New ceramic electrodes allow reaching the target current density in bioelectrochemical systems

Abstract

Whereas most of the studies conducted nowadays to boost electrode performance in bioelectrochemical systems (BES) are focused on carbonaceous scaffolds, in this study we demonstrate that ice-templated titanium-based ceramics (ITTC) can provide a new alternative for this purpose. We combined the chemistry of titanium suboxides (Ti₄O₇) with an ice-templating technique (ISISA) to produce electrically conducting and highly porous (88% porosity) 3D architectures. The ITTC platforms were characterized by strongly aligned macrochannels that provided a direct path for substrate supply under a flow-through configuration, while supporting the growth of electroactive Geobacter sulfurreducens biofilms.
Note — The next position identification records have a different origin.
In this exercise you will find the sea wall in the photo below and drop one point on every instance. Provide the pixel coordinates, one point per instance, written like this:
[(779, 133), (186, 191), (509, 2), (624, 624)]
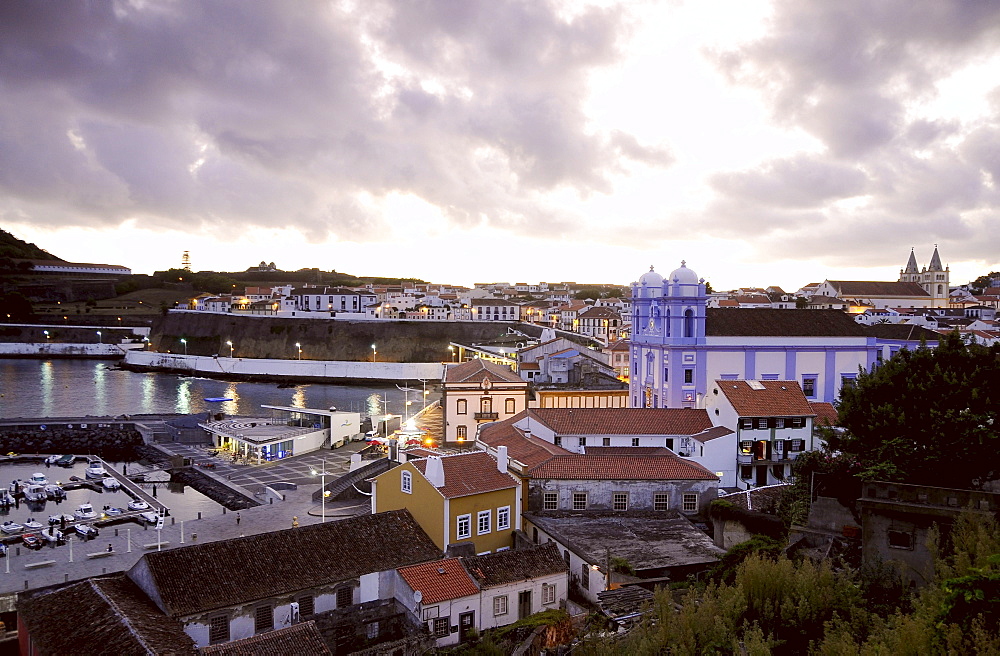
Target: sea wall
[(279, 370)]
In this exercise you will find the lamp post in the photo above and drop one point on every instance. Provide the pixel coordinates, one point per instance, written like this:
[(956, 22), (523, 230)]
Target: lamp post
[(323, 492)]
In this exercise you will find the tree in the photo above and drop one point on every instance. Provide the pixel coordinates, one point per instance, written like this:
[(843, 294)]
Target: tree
[(927, 416)]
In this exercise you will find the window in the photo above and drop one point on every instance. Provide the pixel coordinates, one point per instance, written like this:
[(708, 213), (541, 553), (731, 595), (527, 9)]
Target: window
[(307, 606), (503, 518), (441, 628), (345, 596), (464, 527), (218, 629), (809, 386), (900, 539), (263, 619)]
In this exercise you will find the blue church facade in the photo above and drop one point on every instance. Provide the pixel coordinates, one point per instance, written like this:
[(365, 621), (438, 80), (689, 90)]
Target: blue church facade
[(679, 346)]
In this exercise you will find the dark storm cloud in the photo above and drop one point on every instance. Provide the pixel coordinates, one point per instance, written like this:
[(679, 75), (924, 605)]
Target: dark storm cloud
[(264, 113), (855, 75)]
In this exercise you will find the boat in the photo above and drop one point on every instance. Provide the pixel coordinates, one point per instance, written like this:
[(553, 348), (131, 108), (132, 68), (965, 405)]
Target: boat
[(55, 491), (35, 493), (85, 531), (86, 511), (53, 535)]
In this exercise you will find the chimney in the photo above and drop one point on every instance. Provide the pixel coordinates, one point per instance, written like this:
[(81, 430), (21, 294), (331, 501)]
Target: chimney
[(435, 471), (502, 459)]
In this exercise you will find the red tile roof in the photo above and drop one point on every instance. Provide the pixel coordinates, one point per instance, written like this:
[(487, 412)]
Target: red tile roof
[(439, 580), (622, 467), (622, 421), (826, 414), (777, 397), (475, 371), (470, 473), (529, 451)]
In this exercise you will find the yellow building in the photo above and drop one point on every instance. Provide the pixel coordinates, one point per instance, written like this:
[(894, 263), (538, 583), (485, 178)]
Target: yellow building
[(464, 498)]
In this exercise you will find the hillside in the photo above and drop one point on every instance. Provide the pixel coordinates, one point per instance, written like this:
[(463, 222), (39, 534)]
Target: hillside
[(12, 247)]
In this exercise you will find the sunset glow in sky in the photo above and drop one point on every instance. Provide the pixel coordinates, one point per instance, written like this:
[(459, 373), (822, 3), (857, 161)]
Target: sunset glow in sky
[(471, 141)]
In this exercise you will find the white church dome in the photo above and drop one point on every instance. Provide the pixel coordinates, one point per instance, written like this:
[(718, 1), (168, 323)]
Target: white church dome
[(683, 275), (651, 279)]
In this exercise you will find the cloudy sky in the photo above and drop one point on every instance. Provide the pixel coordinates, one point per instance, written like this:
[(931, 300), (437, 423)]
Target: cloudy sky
[(463, 141)]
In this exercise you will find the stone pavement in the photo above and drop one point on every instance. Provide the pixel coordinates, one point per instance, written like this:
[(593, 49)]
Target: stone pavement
[(25, 568)]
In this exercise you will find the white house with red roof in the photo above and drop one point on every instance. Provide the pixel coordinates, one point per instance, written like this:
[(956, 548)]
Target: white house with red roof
[(773, 421)]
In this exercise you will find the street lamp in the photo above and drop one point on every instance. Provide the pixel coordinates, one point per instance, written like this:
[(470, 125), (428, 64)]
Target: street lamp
[(323, 493)]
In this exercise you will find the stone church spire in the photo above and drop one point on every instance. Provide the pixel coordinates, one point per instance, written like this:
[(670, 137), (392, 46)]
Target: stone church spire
[(935, 264)]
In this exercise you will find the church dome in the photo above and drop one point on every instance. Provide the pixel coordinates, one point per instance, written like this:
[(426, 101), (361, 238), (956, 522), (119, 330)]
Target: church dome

This new electrode material is demonstrated to outperform graphite when used as an anode in bioelectrochemical reactors, providing volumetric current densities of 9500 A m⁻³, equating to projected current densities of 128.7 A m⁻² and maximum power densities of 1.9 kW m⁻³. The performance of the ITTC scaffolds levels that of any of the available materials on the current state of research. The presented alternative may lead to the start of a branch into the exploration of conducting ITTC materials in the growing area of bioelectrochemical technologies.